F and d are vectors.

Answer 1

You have to obtain the unitary vector for the direction especified by the two points:
u = ((-2,3,7) - (-2,-1,4))/|| (-2,3,7) - (-2,-1,4) || (type this expression in WolframAlpha)

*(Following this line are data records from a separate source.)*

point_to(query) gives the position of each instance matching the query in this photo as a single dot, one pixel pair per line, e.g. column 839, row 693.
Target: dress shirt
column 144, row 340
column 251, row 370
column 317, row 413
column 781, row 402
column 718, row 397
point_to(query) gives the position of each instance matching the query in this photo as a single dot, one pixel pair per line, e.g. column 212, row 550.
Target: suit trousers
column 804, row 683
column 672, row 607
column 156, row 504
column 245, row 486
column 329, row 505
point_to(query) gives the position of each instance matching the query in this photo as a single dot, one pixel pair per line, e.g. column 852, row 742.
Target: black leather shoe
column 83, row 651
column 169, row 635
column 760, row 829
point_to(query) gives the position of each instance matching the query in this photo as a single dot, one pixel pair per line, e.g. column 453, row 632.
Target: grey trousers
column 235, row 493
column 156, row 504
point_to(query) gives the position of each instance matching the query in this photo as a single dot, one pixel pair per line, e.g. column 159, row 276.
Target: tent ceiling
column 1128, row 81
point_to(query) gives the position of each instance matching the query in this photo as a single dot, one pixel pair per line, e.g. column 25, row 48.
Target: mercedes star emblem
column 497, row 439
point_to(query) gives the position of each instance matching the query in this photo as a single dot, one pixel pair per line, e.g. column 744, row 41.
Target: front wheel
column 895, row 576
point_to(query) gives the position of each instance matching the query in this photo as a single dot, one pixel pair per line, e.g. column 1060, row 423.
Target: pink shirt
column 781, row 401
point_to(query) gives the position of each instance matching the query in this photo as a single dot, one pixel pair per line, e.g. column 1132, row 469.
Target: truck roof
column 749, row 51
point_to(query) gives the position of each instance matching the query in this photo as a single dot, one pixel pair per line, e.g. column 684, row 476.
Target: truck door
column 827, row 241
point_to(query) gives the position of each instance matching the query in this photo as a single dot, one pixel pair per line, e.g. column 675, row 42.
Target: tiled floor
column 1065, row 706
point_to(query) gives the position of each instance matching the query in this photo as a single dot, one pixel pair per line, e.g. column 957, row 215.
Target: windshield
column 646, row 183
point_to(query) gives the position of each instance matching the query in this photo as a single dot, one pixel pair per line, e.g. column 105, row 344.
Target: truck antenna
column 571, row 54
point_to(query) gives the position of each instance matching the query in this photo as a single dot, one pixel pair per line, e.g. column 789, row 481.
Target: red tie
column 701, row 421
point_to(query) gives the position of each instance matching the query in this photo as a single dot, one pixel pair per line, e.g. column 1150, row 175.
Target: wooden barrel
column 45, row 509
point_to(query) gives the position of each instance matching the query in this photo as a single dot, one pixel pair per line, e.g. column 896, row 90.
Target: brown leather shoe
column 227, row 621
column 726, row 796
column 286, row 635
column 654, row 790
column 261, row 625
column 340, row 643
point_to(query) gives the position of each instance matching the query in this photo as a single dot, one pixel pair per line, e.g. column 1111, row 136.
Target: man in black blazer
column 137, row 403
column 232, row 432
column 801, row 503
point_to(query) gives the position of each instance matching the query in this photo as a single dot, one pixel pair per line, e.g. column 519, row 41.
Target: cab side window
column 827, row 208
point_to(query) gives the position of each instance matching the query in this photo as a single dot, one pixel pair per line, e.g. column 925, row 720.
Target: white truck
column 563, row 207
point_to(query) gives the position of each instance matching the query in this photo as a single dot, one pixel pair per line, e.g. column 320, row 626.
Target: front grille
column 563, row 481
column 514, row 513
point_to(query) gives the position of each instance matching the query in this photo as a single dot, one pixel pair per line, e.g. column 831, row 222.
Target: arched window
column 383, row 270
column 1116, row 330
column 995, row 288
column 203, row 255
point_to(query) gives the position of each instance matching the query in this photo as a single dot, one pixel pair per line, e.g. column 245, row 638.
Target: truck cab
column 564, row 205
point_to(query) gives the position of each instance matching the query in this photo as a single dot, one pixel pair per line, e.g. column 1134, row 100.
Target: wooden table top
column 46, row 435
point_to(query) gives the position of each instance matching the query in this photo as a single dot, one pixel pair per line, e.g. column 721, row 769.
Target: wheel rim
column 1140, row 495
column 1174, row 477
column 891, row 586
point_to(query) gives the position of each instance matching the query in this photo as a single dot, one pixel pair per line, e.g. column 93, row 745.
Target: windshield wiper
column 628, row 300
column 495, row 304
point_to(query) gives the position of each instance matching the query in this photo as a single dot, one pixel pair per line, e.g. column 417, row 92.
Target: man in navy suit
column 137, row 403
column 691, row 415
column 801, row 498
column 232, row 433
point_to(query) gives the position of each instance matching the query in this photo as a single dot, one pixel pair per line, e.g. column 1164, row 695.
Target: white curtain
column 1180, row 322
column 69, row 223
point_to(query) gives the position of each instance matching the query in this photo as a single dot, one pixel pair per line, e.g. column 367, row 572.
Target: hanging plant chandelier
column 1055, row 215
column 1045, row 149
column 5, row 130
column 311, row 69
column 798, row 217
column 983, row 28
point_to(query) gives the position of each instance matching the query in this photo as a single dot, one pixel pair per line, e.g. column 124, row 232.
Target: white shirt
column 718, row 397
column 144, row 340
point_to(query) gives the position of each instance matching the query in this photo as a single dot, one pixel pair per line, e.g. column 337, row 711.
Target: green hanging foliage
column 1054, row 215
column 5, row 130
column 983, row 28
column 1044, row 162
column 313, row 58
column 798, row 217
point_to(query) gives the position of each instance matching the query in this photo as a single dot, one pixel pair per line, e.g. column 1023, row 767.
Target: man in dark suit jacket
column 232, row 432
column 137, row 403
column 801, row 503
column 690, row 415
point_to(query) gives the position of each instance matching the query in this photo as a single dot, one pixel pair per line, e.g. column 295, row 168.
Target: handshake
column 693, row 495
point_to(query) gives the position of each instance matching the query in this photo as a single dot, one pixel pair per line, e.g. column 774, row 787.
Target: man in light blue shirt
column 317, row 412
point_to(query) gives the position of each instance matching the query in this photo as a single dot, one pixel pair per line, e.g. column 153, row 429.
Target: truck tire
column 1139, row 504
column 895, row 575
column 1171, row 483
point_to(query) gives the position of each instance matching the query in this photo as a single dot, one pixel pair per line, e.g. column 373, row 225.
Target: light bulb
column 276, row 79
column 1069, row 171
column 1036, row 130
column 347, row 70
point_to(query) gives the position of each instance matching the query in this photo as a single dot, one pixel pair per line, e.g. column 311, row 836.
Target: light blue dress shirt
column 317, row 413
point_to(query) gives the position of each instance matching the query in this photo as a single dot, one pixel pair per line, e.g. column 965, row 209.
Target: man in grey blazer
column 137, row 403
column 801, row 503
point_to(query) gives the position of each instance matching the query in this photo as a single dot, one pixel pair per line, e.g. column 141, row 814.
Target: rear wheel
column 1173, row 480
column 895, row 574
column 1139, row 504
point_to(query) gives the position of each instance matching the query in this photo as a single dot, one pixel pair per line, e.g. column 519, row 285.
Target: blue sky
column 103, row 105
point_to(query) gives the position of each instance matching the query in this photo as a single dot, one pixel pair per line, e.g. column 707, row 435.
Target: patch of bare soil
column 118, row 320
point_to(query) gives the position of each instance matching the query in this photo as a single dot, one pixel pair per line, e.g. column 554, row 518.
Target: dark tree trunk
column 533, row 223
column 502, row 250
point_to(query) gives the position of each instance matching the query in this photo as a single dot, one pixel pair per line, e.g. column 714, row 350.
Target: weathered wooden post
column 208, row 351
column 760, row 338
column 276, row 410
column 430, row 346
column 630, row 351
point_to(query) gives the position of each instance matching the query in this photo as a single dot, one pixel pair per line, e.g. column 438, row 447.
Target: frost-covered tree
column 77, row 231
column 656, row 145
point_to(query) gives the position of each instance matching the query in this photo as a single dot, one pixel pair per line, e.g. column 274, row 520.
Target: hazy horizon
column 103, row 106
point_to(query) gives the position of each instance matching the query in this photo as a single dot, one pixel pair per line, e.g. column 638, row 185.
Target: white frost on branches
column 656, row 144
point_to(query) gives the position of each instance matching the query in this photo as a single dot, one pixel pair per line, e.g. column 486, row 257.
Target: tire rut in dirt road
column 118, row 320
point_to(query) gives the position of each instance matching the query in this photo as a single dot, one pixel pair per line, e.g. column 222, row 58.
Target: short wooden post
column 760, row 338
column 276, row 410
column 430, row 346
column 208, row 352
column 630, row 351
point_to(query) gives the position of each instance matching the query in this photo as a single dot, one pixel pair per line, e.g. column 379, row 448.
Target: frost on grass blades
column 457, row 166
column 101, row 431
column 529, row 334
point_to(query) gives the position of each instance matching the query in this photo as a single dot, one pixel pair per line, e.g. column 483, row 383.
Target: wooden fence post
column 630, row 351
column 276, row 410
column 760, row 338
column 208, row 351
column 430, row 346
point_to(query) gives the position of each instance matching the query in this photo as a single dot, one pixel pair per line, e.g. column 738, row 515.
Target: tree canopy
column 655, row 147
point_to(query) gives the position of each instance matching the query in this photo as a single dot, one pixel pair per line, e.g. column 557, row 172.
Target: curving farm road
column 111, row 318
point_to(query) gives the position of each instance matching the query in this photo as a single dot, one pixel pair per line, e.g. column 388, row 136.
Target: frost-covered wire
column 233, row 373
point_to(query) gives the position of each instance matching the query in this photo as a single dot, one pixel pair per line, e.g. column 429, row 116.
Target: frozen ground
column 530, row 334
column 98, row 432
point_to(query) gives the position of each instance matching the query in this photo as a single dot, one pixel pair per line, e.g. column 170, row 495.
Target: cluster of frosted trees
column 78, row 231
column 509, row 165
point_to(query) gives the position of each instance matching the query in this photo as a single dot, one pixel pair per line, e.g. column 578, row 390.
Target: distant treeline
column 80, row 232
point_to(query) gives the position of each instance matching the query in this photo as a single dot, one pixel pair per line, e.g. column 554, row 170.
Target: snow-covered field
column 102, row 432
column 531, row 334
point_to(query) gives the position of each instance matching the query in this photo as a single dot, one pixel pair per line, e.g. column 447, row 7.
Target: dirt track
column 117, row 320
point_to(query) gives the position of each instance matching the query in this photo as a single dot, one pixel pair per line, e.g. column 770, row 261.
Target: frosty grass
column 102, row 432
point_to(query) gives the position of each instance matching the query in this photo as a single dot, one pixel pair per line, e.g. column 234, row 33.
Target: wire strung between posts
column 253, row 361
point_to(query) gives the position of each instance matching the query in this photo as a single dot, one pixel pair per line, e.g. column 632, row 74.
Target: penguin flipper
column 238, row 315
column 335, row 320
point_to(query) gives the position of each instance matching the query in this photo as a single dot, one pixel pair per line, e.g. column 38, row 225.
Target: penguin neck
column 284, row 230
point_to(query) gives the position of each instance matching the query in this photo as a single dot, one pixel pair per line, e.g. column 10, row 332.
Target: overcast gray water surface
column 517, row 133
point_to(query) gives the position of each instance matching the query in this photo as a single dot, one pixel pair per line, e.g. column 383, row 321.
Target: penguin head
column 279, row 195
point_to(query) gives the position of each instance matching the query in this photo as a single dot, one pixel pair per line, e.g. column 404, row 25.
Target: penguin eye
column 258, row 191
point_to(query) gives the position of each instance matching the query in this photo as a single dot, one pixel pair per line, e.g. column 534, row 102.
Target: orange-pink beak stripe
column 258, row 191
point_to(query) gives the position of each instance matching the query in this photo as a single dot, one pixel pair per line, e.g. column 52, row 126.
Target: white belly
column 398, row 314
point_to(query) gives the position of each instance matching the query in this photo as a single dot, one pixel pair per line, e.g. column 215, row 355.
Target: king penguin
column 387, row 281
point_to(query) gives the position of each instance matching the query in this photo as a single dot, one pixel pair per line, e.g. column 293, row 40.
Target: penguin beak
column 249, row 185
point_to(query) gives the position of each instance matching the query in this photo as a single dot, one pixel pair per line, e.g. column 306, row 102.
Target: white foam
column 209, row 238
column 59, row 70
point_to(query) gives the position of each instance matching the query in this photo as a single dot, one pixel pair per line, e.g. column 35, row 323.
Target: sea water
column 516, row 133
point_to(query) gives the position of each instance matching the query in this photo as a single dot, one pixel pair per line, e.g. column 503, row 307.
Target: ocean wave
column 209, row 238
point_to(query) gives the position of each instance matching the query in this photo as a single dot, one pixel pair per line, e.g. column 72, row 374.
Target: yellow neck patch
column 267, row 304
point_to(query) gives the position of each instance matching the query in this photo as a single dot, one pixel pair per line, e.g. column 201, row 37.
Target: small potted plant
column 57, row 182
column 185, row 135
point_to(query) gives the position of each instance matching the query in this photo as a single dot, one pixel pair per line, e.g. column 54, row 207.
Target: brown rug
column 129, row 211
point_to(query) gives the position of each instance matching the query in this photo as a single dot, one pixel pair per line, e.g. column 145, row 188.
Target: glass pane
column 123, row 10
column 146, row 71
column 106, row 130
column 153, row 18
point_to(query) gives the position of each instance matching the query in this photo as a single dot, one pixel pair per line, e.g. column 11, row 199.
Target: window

u = (0, 4/5, 3/5) and the distance between them: d = || (-2,3,7) - (-2,-1,4) || = sqrt((-2 -(-2))² + (3 - (-1))² + (7 - 4)²) = 5
Take the unit vector in the (1, 1, 1) direction: v = (1, 1, 1)/ || (1, 1, 1) || = (1/sqrt(3), 1/sqrt(3), 1/sqrt(3)).
To solve the problem, use W = F dot d = (9 N) v dot (5 m) u = 45 v dot u joules = 21 sqrt(3) J aprox. 36.4 J
Type 45 times (0, 4/5, 3/5) dot (1/sqrt(3), 1/sqrt(3), 1/sqrt(3)) in WolframAlpha to get this.